Couldn't this be used to do HTML generation from designs? Especially when combined with multiple viewport sizes at the same time, generating a fluid HTML layout would be pretty awesome.

JHonaker2y ago· 1 in thread

Markov Chain Monte Carlo for program synthesis isn't exactly novel. The most immediate reference I thought of is Josh Tenenbaum's [1].

There's also a lot of demos in WebPPL (web probabilistic programming language)[2] like [3] for the synthesis of 3D space-ships.
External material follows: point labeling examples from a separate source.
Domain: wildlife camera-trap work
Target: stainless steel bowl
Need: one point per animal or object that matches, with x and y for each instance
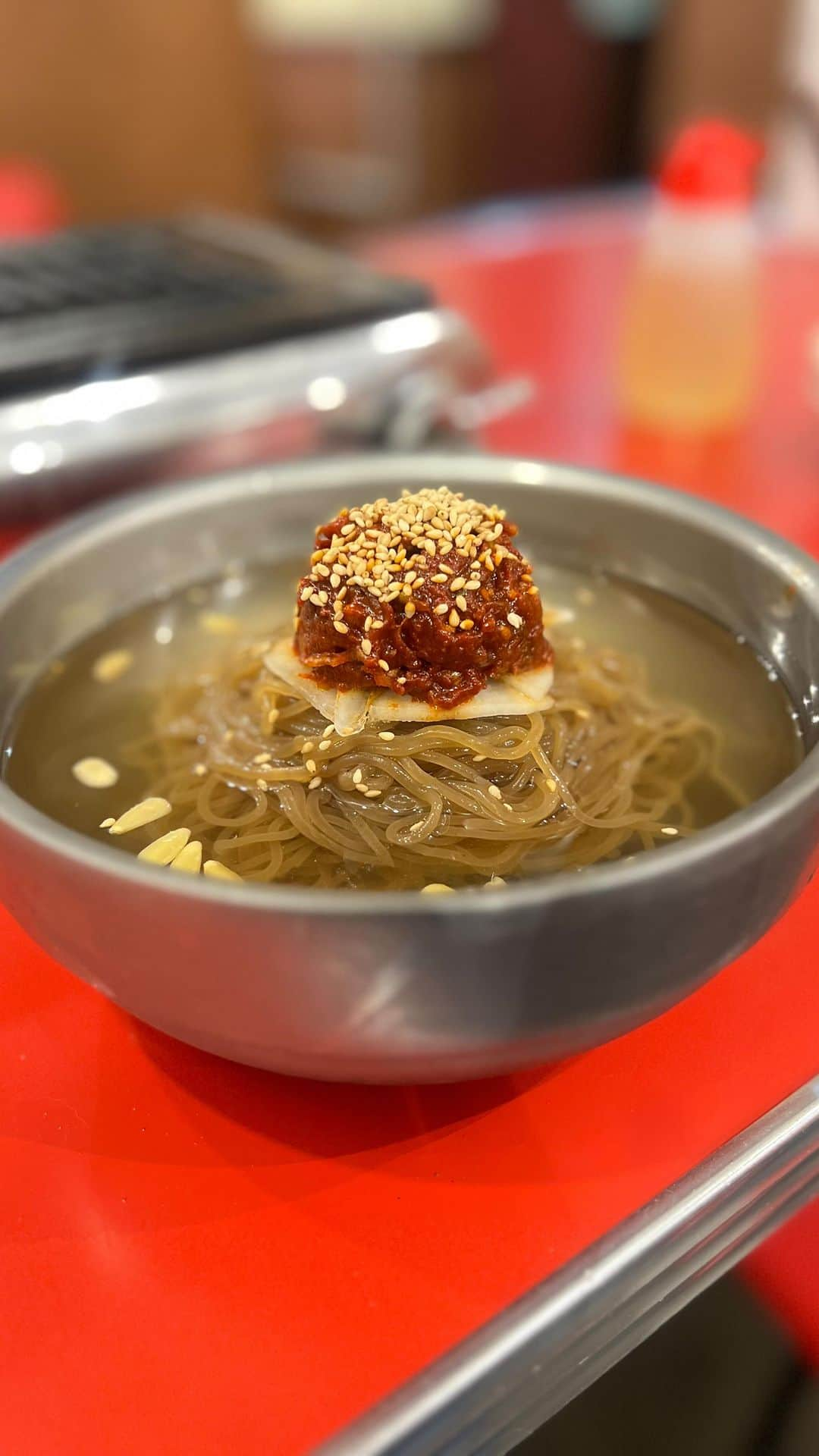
(400, 987)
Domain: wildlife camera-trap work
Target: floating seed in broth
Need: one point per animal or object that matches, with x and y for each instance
(662, 724)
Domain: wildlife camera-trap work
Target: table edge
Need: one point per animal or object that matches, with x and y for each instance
(500, 1383)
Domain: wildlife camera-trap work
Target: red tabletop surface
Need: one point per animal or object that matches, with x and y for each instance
(197, 1257)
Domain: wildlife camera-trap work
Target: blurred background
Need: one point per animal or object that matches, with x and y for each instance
(350, 114)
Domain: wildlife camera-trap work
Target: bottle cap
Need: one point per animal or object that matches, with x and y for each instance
(711, 162)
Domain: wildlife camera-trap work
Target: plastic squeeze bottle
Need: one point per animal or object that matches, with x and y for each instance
(691, 327)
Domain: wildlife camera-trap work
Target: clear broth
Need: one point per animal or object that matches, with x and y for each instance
(67, 715)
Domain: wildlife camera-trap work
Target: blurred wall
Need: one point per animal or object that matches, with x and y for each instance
(716, 55)
(139, 107)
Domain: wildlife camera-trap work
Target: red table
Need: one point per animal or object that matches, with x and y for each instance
(197, 1257)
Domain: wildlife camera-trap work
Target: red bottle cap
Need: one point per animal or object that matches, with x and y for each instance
(31, 200)
(711, 162)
I highly recommend their associated books on The Design and Implementation of Probabilistic Programming Languages [4] and Probabilistic Models of Cognition [5].

I also highly recommend taking a look at the publications of the MIT Probabilistic Computing Project [6].

[1] Human-level concept learning through probabilistic program induction. https://www.cs.cmu.edu/~rsalakhu/papers/LakeEtAl2015Science....

[2] http://webppl.org/

[3] https://dritchie.github.io/web-procmod/

[4] https://dippl.org/

[5] http://probmods.org/

[6] http://probcomp.csail.mit.edu/

marcelroed2y ago

It’s worth noting that Shreyas (the first author) was a student with Tenenbaum at MIT before he went to Berkeley

dinobones2y ago· 1 in thread

I don't understand the "magic" here.

In a traditional approach, you would generate random images, calculate some distance metric, then use some optimization method like simulated annealing to minimize the distance.

I get that the difference between the image representations is being optimzied here, but how is it possible that changing tokens in a program is differentiable?

revalo2y ago

Changing tokens in a program is not differentiable. For me, the key idea is that you can train a neural model to suggest edits to programs by randomly mutating nodes. And when you run this neural model, you get to make edits that are syntactically correct (i.e., a number will only replace a number etc.) according to a context-free grammar.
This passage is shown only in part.